I had cut up some paper bags and glued them together to make a large sheet.  Grocery store shopping bags are incredibly strong.  Then I glued the prints of the couples’ photographs together into the pattern suggested by the moment.  I added a few pieces of gold foil wrappers from Lindt chocolates à la Bonnard, and voilà!

[Top of the post:  Collage, La Nuit by Aletha Kuschan, a collage made of borrowed pictures and whimsy]

Life Imitating Life

The light from trees refracted through the glass panels of my balcony look a little like waves upon a tree lined pond.  Since the panels are manmade, I suppose this is a different way of depicting.

Anyway, it’s certainly very pretty.  Also, it’s a reminder always to be alert to the visual metaphors around you.  (They are everywhere.)

[photo by the author]

Up close

A still life within a still life is visible in the reproduction of a Dutch 17th century still life that lays inside the blue and white Chinese bowl.  What strikes me about this set up is the contrast between the brilliant yellow and the black floral cloth.  I also like the red cloth as it appears through the blue compotier.  That would be wonderful to paint!  These distortions of patterns as seen through glass make a wonderful subject.

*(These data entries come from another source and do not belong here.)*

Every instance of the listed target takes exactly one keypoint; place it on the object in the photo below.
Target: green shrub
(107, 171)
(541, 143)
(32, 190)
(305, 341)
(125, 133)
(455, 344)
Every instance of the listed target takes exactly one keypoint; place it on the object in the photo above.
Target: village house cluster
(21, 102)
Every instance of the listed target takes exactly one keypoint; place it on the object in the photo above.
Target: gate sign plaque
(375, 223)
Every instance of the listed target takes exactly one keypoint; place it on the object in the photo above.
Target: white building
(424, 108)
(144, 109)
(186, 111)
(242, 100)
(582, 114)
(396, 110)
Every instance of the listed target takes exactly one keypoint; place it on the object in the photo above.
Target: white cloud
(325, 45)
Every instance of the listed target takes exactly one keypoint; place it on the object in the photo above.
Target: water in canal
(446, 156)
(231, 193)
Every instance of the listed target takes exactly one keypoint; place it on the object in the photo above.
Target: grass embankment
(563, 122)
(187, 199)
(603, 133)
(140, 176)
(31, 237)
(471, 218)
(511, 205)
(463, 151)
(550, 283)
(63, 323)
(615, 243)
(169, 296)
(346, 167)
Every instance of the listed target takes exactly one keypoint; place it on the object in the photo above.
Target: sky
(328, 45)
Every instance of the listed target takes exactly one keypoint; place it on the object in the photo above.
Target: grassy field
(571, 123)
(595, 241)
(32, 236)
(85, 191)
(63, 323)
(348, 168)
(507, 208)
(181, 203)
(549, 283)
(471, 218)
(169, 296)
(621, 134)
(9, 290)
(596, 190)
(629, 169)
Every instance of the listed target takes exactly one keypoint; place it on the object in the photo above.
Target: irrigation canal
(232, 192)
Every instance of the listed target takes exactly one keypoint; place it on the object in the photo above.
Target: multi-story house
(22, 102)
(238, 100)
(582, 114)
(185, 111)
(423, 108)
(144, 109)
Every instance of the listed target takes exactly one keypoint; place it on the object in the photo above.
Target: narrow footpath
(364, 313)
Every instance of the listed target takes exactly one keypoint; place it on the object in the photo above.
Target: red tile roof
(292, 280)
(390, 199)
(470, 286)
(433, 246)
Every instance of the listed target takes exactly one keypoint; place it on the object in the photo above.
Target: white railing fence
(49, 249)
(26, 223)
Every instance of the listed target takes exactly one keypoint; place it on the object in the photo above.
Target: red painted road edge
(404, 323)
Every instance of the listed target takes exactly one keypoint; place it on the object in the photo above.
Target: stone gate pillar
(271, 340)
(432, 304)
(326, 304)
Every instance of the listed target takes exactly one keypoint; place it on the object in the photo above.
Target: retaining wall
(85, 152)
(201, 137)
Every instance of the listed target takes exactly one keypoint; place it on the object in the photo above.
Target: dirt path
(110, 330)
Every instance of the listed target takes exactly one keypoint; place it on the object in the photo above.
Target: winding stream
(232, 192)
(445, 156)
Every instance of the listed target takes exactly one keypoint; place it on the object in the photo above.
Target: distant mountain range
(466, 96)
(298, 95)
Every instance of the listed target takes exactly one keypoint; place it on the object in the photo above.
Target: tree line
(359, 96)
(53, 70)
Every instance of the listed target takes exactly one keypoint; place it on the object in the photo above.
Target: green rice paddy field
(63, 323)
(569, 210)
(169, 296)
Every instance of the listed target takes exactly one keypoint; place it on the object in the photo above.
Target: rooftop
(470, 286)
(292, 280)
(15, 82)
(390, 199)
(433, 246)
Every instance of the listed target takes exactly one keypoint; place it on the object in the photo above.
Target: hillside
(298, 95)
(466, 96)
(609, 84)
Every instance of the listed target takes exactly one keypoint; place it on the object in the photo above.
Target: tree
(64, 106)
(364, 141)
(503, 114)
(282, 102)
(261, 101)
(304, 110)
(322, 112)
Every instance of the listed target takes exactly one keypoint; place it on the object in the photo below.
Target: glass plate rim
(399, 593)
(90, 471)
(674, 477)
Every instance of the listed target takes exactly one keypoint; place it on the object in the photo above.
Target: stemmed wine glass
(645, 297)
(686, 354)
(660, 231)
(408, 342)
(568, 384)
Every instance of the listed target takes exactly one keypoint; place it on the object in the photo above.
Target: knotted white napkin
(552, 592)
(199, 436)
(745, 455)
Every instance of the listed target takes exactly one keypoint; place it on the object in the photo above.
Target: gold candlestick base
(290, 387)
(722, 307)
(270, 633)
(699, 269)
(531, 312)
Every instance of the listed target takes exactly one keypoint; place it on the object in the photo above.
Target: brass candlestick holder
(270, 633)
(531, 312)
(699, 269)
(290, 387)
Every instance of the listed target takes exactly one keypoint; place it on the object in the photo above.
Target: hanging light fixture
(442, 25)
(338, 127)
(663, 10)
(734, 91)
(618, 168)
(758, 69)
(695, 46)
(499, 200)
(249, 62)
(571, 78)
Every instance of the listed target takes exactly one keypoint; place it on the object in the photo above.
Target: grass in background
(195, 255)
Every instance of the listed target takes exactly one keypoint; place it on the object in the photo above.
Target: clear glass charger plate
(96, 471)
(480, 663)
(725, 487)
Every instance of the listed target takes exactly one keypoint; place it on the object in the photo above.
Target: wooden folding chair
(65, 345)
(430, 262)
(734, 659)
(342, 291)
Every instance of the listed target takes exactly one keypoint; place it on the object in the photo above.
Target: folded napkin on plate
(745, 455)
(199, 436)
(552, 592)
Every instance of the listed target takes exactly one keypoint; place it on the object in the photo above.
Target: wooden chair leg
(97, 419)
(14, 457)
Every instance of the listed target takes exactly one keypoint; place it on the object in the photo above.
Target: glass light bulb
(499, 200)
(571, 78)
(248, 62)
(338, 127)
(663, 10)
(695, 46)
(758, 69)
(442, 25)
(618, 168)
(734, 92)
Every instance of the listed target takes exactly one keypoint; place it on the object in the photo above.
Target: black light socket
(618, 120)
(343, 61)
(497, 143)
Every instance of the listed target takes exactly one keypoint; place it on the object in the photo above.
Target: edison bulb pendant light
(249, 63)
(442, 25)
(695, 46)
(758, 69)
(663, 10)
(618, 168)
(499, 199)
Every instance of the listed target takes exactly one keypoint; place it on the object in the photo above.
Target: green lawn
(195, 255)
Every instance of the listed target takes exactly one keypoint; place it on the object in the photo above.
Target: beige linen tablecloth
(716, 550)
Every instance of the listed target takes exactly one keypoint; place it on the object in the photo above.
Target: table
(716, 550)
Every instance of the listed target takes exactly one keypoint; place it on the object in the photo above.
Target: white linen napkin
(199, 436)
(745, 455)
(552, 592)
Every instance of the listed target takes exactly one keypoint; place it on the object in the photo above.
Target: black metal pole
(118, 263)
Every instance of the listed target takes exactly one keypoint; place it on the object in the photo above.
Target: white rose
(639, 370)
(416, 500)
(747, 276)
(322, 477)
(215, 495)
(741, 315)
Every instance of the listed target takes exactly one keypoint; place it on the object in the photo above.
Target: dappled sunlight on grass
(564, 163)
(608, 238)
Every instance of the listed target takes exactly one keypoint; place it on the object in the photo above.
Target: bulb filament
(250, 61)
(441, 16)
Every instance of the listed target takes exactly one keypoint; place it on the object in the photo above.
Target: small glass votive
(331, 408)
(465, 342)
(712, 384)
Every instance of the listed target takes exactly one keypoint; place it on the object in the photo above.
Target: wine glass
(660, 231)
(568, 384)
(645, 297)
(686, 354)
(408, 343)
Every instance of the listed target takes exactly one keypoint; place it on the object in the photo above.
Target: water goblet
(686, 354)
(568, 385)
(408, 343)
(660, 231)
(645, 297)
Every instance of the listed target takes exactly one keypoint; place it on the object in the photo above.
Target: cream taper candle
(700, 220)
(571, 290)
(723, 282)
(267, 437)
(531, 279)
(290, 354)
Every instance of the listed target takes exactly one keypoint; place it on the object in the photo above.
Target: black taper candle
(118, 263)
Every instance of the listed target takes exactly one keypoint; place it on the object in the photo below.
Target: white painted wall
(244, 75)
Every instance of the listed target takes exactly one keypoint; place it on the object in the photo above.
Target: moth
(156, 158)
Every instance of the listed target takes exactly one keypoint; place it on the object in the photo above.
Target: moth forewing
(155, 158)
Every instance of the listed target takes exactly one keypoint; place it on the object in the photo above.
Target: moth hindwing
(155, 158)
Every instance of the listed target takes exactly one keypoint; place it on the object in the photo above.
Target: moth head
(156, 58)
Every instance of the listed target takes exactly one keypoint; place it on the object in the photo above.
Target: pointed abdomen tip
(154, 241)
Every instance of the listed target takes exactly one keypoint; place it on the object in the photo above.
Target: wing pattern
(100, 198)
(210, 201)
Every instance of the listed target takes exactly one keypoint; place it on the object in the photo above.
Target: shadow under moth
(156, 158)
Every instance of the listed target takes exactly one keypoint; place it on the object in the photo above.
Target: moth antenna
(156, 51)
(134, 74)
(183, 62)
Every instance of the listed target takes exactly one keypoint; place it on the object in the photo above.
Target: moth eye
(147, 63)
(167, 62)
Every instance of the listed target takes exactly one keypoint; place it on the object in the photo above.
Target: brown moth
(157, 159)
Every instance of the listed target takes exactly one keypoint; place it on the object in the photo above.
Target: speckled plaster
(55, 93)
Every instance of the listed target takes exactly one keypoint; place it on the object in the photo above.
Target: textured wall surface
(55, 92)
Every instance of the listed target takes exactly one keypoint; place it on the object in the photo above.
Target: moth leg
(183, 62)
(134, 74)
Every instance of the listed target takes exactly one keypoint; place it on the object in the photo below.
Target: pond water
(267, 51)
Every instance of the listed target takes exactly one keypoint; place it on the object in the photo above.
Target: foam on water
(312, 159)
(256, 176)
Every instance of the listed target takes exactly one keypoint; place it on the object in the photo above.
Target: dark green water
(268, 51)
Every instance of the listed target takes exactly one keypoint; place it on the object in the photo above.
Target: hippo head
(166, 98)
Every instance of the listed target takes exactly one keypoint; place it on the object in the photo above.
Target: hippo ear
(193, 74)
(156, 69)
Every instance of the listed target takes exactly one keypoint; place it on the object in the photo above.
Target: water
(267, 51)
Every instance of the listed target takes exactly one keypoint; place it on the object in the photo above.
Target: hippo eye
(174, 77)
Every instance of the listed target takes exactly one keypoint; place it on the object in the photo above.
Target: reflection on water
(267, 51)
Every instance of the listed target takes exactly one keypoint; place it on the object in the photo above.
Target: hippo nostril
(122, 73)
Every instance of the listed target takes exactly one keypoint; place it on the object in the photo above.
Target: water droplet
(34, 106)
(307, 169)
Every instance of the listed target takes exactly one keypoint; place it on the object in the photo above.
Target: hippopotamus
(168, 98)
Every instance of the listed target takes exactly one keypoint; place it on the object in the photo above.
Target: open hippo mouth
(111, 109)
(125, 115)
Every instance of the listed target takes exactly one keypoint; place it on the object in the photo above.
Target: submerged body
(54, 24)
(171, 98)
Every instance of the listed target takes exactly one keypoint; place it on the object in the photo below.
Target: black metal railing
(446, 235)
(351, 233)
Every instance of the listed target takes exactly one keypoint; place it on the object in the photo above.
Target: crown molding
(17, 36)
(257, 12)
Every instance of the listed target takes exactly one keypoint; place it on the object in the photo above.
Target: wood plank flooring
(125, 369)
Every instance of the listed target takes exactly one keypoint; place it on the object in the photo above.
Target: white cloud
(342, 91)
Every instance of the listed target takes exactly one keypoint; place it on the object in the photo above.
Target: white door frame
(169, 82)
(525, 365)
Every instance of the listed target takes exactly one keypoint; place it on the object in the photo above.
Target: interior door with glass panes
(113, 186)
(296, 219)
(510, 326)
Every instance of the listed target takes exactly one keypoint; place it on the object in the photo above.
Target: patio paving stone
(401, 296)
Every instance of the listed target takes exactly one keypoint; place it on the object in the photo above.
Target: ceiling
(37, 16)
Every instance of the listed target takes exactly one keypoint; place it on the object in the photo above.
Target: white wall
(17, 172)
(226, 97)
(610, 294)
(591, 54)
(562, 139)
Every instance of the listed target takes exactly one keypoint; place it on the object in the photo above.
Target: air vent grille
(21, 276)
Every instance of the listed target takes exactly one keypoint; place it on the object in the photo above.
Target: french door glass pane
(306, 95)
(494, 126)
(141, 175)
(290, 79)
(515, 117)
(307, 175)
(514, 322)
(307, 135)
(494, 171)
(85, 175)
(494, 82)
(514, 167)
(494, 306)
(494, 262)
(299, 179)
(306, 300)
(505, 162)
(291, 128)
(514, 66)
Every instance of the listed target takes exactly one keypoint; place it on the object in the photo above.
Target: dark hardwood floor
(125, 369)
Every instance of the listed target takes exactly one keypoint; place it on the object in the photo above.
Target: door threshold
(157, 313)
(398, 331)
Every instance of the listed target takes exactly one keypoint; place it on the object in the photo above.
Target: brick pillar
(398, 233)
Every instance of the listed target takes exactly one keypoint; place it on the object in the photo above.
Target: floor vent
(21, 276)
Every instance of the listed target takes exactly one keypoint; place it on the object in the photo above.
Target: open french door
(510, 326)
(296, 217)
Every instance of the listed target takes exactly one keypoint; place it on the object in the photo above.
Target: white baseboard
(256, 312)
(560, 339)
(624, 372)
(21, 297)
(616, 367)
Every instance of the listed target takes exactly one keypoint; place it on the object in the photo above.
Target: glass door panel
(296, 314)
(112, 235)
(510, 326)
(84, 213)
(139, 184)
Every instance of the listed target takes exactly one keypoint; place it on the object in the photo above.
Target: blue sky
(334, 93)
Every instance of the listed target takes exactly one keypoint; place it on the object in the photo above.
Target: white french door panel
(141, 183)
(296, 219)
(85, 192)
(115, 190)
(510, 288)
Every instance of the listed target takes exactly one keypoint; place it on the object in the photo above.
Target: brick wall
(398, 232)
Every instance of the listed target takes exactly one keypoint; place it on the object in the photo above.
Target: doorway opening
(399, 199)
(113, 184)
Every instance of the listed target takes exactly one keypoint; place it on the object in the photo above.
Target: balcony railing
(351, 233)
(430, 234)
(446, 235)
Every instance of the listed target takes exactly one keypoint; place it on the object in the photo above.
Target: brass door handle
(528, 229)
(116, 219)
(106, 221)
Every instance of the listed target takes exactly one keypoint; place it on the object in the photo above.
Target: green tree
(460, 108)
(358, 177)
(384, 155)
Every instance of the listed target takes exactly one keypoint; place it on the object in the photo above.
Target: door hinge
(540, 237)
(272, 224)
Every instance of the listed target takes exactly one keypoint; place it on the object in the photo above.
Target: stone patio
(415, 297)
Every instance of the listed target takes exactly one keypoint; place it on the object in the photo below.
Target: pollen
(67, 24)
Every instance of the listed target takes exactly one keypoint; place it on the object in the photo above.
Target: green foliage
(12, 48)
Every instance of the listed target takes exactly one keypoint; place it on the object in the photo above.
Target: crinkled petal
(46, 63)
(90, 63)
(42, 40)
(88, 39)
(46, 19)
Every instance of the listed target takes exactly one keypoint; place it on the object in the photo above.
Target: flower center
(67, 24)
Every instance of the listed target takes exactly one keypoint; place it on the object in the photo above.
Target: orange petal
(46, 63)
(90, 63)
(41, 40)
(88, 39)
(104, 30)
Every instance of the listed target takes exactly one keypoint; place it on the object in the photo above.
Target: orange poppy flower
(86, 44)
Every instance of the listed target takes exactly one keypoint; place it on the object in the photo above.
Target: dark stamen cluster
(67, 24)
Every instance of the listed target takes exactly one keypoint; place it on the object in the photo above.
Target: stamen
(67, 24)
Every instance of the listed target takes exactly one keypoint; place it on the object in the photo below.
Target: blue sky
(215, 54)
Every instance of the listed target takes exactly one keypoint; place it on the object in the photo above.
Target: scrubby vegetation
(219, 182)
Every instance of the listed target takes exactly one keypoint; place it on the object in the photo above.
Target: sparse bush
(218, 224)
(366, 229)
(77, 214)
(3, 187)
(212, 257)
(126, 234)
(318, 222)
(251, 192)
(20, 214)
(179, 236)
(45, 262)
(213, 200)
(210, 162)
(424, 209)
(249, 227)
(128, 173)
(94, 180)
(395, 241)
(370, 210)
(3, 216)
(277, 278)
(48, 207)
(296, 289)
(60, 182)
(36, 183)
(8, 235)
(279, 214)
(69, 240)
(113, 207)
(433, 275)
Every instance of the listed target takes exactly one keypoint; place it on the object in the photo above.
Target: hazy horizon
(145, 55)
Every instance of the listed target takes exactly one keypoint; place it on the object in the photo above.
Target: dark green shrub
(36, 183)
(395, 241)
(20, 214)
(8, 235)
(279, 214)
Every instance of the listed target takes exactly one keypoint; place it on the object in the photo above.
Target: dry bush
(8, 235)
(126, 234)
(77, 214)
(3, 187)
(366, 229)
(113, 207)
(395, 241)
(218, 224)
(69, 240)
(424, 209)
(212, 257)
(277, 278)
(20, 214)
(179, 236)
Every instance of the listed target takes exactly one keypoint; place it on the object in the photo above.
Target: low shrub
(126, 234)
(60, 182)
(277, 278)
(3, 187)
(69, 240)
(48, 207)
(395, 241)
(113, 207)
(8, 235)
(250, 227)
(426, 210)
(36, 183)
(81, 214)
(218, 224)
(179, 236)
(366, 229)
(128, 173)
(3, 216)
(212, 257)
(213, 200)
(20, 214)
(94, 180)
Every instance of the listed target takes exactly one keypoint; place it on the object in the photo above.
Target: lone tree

Looking at the Dutch painting, one sees how orderly the construction is.  The strong order of the Dutch idea in contrast with the dramatic heaping, confusion of my still life reveals something in itself about differing aesthetic sensibilities over time.

On the right,there’s a chalk board leans against the wall with some writing visible.  It is itself a commentary on mark making.

The art of the still life

Making a still life is an art too — before the painting begins.  Some beginning artists try to make a painting task simpler by creating a still life of a very few objects.  However, there’s something to be said for a bold statement and a riotous confusion of things.  There are so many subjects for painting in this one set up alone, so many angles of vision, juxtapositions of color, different textures, different patterns.

Arranging objects like this can be a primer for interior design too (for obvious reasons).  There’s some bold color combinations that one wouldn’t at first thought put together.  But don’t they look good?  The brilliant yellow and dark, rich, black floral cloth.  Strong opposition of red and green.  Lots of food for thought and feast for the eyes.